El silencio que siguió fue tan denso que Julieta casi podía oírlo zumbar. Empezó como un cosquilleo en la boca del estómago, subió por su garganta y, antes de que pudiera controlarlo, una carcajada escapó de sus labios. No una risita nerviosa, no una risa educada, sino una auténtica carcajada que sacudió toda la cama.
—¡Pfffft! —intentó contenerla tapándose la boca con ambas manos, pero fue inútil. La risa brotaba como una fuente, incontenible y contagiosa—. ¡Nos... nos casamos! ¡En una capilla! ¡Y yo llevaba tu corbata en el pelo!

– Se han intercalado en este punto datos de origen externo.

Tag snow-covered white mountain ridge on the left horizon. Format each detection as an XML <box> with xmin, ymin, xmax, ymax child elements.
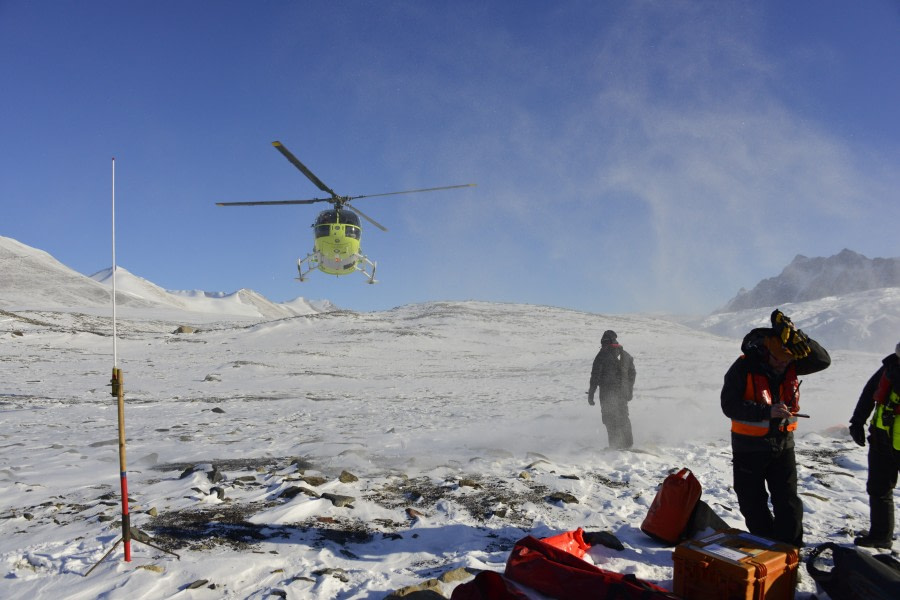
<box><xmin>0</xmin><ymin>236</ymin><xmax>333</xmax><ymax>319</ymax></box>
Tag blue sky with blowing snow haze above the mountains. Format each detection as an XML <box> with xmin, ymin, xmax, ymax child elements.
<box><xmin>0</xmin><ymin>0</ymin><xmax>900</xmax><ymax>314</ymax></box>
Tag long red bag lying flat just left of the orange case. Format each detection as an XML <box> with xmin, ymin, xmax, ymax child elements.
<box><xmin>502</xmin><ymin>536</ymin><xmax>678</xmax><ymax>600</ymax></box>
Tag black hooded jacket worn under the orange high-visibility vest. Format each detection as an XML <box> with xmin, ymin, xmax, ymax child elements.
<box><xmin>721</xmin><ymin>327</ymin><xmax>831</xmax><ymax>451</ymax></box>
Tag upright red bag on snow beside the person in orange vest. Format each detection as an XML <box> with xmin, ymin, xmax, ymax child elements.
<box><xmin>641</xmin><ymin>468</ymin><xmax>702</xmax><ymax>545</ymax></box>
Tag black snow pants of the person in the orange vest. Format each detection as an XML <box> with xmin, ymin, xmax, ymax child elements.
<box><xmin>733</xmin><ymin>444</ymin><xmax>803</xmax><ymax>548</ymax></box>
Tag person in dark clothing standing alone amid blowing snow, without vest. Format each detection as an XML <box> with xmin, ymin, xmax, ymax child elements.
<box><xmin>588</xmin><ymin>329</ymin><xmax>637</xmax><ymax>448</ymax></box>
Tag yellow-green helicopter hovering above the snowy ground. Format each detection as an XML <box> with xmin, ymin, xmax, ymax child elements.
<box><xmin>216</xmin><ymin>141</ymin><xmax>476</xmax><ymax>283</ymax></box>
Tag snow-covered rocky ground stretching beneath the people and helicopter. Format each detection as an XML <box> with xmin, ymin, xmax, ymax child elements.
<box><xmin>0</xmin><ymin>288</ymin><xmax>897</xmax><ymax>600</ymax></box>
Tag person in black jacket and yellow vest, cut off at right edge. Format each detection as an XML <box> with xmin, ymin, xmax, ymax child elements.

Se dejó caer hacia atrás en la cama, su cuerpo temblando con espasmos de risa mientras las lágrimas amenazaban con arruinar lo que quedaba de su rímel de la noche anterior. La absurdidad de la situación la golpeaba en oleadas: el vestido negro convertido en improvisado vestido de novia, los votos matrimoniales salpicados de referencias a series de Netflix, el ramo improvisado hecho con servilletas de papel del bar...
—Y... y... —intentó hablar entre risas— ¡usamos un anillo de una máquina expendedora como anillo de compromiso! —logró articular, señalando el brillante círculo de plástico dorado que aún adornaba su dedo índice, testigo mudo de su compromiso pre-boda.
«Si Marina me viera ahora», pensó, imaginando la cara de su hermana mayor al enterarse de que su pequeña Jules se había casado en una ceremonia donde el "algo prestado" había sido una corbata de diseñador convertida en accesorio para el pelo, y el "algo azul" había sido el sello de entrada del bar estampado en su muñeca.
—Esto no puede estar pasando —Marco se pasó una mano por el rostro—. Yo no hago estas cosas. Soy abogado, por el amor de Dios.
—Pues felicidades, señor abogado —respondió Julieta, incapaz de contener una sonrisa traviesa—. Ahora también eres un marido.